After exactly half a year (seems to be a pattern already) since the last major release of pgwatch2 Open Source PostgreSQL monitoring tool, I’m glad to announce that another set of useful features and improvements have found their way into the pgwatch2 code repository!
New version is incremented to v1.8.0 and content wise it’s mostly about new features and improvements with some bugfixes thrown in – but last versions have proven to be very stable though. So here is a short list of the most significant changes since the last major release, v1.7. Note though that not all changes are covered here so please go to the GitHub changelog if details are of interest to you, i.e. if you are upgrading from an existing installation.
Highlights – support for Pgpool-II, PostgreSQL v13 and TimescaleDB metrics storage
The main feature for me this time would be Pgpool support. Although I usually try to avoid using it if possible but lots of our customers still do, so that over time there have been quite some requests on that and finally it’s here. From the technical side it makes use of the “SHOW POOL_NODES” and “SHOW POOL_PROCESSES” commands (being extensible via SQL still as all metrics) and glues the data together so that it’s especially useful to monitor load balancing setups where Pgpool has a tendency to promptly detach nodes from load balancing even when some milder errors are encountered.

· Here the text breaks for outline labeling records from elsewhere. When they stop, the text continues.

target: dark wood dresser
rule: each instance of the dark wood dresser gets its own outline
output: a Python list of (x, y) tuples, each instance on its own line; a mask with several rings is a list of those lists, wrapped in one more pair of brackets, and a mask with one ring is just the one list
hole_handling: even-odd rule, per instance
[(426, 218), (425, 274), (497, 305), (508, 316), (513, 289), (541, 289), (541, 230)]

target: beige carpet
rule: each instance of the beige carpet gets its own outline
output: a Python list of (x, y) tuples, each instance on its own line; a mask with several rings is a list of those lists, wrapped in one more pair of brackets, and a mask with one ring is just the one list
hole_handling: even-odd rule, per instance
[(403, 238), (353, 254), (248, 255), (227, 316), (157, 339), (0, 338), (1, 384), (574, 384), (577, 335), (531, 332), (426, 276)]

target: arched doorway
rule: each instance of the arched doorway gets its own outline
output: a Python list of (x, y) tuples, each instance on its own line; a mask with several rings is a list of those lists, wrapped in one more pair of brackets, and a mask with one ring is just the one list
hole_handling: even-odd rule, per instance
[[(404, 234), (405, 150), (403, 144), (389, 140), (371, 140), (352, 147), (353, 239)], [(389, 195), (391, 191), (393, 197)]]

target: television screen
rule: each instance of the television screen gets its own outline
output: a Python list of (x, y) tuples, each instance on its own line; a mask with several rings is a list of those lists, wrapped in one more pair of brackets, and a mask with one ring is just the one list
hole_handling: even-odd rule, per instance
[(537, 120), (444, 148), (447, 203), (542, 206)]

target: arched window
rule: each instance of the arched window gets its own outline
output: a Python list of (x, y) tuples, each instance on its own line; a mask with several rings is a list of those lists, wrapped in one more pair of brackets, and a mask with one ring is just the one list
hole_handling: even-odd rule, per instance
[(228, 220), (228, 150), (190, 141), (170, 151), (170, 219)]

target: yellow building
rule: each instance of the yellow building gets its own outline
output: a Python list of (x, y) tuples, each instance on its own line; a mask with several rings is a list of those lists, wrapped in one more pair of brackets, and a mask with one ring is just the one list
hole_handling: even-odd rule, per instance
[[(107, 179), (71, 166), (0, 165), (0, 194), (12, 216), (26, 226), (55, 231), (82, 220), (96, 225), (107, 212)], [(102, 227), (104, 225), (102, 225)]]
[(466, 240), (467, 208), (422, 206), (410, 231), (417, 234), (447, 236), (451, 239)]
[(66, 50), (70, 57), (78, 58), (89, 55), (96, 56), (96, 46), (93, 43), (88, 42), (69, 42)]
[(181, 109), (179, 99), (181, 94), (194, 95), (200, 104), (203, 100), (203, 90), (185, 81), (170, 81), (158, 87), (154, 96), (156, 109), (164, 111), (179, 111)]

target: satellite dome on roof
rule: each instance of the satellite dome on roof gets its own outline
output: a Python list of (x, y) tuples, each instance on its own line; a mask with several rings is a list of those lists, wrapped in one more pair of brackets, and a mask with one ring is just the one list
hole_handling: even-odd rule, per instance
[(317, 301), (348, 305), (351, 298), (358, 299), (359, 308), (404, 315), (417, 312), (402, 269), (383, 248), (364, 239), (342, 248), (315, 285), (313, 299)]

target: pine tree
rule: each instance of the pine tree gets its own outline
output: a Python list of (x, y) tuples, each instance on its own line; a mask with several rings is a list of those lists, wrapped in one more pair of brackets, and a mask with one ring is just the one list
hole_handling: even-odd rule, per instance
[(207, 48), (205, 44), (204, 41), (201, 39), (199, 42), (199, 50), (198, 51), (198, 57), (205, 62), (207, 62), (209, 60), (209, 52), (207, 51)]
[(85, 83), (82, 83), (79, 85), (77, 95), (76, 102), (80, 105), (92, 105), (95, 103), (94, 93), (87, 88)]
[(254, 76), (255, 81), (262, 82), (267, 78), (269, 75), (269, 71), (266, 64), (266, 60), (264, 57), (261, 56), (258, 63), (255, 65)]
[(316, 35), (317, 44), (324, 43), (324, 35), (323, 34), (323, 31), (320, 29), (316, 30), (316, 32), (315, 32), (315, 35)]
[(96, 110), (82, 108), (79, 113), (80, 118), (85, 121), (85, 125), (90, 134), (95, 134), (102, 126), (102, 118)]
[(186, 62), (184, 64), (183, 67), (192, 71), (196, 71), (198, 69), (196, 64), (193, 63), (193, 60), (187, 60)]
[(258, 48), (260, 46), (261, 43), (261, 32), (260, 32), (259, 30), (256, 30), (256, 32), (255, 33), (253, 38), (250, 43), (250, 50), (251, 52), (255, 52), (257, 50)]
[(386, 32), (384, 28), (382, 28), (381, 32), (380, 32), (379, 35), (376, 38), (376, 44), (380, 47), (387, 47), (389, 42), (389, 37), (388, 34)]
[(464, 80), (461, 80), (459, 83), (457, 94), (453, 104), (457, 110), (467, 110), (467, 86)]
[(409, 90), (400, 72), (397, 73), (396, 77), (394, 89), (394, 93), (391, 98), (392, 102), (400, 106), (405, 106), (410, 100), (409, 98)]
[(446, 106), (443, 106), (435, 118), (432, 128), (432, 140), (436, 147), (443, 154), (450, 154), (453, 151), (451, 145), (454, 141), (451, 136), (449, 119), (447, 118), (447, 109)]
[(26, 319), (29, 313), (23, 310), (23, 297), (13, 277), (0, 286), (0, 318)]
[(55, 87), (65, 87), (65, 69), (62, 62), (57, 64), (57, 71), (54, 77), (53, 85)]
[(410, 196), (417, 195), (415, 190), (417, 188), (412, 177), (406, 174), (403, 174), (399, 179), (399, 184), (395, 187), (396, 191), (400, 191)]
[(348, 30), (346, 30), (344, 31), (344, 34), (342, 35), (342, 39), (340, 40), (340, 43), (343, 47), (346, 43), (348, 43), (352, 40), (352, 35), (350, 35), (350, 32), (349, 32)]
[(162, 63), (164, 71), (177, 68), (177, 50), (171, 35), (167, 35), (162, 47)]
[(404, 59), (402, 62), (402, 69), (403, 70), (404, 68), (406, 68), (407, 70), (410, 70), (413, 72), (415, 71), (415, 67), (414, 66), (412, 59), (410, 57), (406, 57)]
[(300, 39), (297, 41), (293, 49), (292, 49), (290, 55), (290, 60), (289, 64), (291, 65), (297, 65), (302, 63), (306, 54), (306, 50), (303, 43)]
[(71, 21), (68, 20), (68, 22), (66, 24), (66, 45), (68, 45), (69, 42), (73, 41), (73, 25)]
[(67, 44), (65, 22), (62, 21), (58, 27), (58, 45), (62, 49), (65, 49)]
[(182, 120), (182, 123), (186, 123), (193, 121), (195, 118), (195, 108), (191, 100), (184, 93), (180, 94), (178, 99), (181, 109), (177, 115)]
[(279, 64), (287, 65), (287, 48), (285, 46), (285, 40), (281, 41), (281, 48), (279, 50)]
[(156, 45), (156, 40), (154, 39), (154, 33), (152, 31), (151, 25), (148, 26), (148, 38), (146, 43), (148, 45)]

Besides the regular and obvious PostgreSQL v13 support (touching up some metrics, most notably the pg_stat_statements related ones) the second most notable feature is the addition of another option to store metrics in a PostgreSQL database (5 different storage schemas now for Postgres + InfluxDB + Prometheus + Graphite), specifically targeted support for the very popular TimescaleDB extension. Usage of this extension was, of course, already possible previously as it does not fiddle too much with the SQL access layer, but the users had to roll up the sleeves and take care of details such as registering hypertables, chunking and retention – now this is all automatic! After the initial rollout of the schema of course.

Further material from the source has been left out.